It was found to be necessary to convert the velocity model generation code to Python because:
- R code was using too much RAM.
- R code was slow.
- Using less RAM was taking too much effort and freeing RAM is slow.
- Looping over smaller subsets was too slow, difficult to work with.
- Everything is global, wasting RAM and messy.
- Libraries duplicating RAM of input data, not releasing it.
- Combining a 3GB dataframe after splitting it made it use 16GB RAM.
- Taking the first 20 million elements from a dataframe took ages and RAM usage blew up.
Outcomes
- Most if not all code runs in Python, mostly using numpy and gdal.
- Code runs in minutes instead of days.
- Can run on a machine with 32GB RAM (16GB should be enough too).
- Can run with larger input datasets.
- Can create finer resolutions than 100m.
- Results easily viewed/interrogated in QGIS project. Easily shared.
Currently all processing elements have had Python algorithms/process found/investigated except MVN.
Steps
- Terrain model interpolation given values (core completed).
- Geology model polygon interpolation (algorithm found 10,000s times faster).
- Rest of geology model datasets, eg store slope as TIFF.

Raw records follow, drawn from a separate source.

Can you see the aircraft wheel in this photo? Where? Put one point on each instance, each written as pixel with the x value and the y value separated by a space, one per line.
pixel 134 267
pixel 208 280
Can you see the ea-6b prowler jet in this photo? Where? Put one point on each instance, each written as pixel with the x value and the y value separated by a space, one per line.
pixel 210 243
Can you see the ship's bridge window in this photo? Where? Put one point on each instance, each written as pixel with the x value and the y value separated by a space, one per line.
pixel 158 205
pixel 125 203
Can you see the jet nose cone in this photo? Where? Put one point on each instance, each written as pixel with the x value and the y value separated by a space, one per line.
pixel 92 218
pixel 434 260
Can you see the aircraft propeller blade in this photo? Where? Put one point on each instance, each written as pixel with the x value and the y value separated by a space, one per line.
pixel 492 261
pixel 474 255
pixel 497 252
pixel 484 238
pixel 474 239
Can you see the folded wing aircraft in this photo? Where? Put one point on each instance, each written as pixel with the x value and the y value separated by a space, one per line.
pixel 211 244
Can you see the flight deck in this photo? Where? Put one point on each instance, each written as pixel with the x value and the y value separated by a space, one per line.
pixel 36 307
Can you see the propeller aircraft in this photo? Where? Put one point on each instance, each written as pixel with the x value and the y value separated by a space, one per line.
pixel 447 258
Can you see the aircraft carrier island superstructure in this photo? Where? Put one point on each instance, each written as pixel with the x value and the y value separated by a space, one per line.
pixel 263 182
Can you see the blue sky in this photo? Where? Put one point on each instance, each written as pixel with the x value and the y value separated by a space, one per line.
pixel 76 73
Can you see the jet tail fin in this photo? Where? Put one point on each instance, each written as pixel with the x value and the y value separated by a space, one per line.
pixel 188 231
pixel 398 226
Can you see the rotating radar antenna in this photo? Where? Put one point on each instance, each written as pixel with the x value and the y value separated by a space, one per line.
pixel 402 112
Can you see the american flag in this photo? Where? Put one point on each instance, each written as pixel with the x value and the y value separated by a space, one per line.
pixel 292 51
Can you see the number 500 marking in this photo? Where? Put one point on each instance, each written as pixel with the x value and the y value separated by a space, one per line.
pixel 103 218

- Rest of geology model processing rules.
- Synchronise outputs between geology and terrain (run with same parameters).
- Combination of geology/terrain.
- Store all outputs.
- Argument version for running complete workflow.
- Create QGIS project including outputs as layers, open street map.
- Convert VSPR to Python (loading and pre-processing measured sites).
- Look into converting MVN code to Python (find main algorithms/ processes required).
- Convert if algorithms/processes found and reasonable in Python.
- Implement MVN in Python.
- Run at 50m, 10m resolution.
- Compare results.